Il pensiero critico, con le sue caratteristiche di ragionamento astratto e metacognitivo, non si sviluppa spontaneamente. Richiede contesti e l’acquisizione di conoscenze biologicamente secondarie. Gli studi di Jean Piaget e di Deanna Kuhn mostrano che solo dopo l’età di 11-12 anni i ragazzi possono usare il pensiero astratto e capire come stabilire criticamente attraverso prove quale tra due ipotesi è valida, o se sono sbagliate entrambe. Una percentuale elevata di individuo rimarrà comunque ferma a stadi epistemologici pre-critici, malgrado abbia seguito corsi scolastici. Il fatto risaputo è che un’epistemologia pluralista e criticamente valutativa può maturare anche lavorando in ambiti conoscitivi diversi dalla scienza.
La credenza che i bambini sarebbero pensatori critici innati, ovvero scienziati in erba è sbagliata. I bambini non sanno pensare contro-intuitivamente e possono anche imparare nozioni complesse, come il concetto di selezione naturale, ma le dimenticano. Recentemente, a 10mila bambini ugandesi si sono insegnate, usando accorgimenti didattici che veicolano i principi della evidence based medicine, importanti nozioni metodologiche per orientarsi nelle conoscenze di sanità pubblica. La domanda è: quanto a lungo manterranno questi concetti in assenza di un contesto socioculturale e politico-economico adeguato? Il pensiero scientifico non è naturale e i bambini sono spontaneamente essenzialisti e finalisti, quindi restii a riconoscere le cause reali dei fatti. Inoltre, non riescono a non investire emotivamente nella teoria (o credenza), che cercano di difendere in modo strenuo, dalle prove contrarie. Spesso nemmeno gli scienziati riescono mantenere un distacco dalle loro teorie.
Sono stati condotti studi per valutare se e quale tipo di pensiero critico abbia effetti di correzione rispetto alle credenze nel paranormale, nella pseudoscienza o alla suscettibilità verso le disinformazioni. In generale, insegnare ad analizzare riflessivamente i problemi, le fonti e le prove riduce le credenze infondate.
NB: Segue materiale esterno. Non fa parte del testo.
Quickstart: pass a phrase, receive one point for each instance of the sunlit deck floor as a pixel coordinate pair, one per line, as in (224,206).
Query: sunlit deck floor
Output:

L’effetto si osserva anche esponendo gli studenti al solo materiale didattico, e risulta più marcato con gli studenti dei corsi di eccellenza, che hanno già un bagaglio di conoscenze e propensioni critiche verso le disinformazioni, acquisto in famiglia.
Non era previsto che la specie umana inventasse la scienza, che ha portato a società complesse, razionali e innaturali, che sono oasi di relativo benessere circondate da una naturale palude di irrazionalità, sempre pronta a inghiottirle. Gli effetti sociali della scienza si sono fatti sentire dagli ultimi decenni dell’Ottocento quando l’insegnamento del metodo sperimentale e delle teorie scientifiche è entrato nelle scuole e si è progressivamente diffuso orizzontalmente e verticalmente. Il pensiero critico è davvero l’antidoto contro le intossicazioni pseudoscientifiche, ma per usarlo appropriatamente si deve capire la composizione, e come e quando somministrarlo.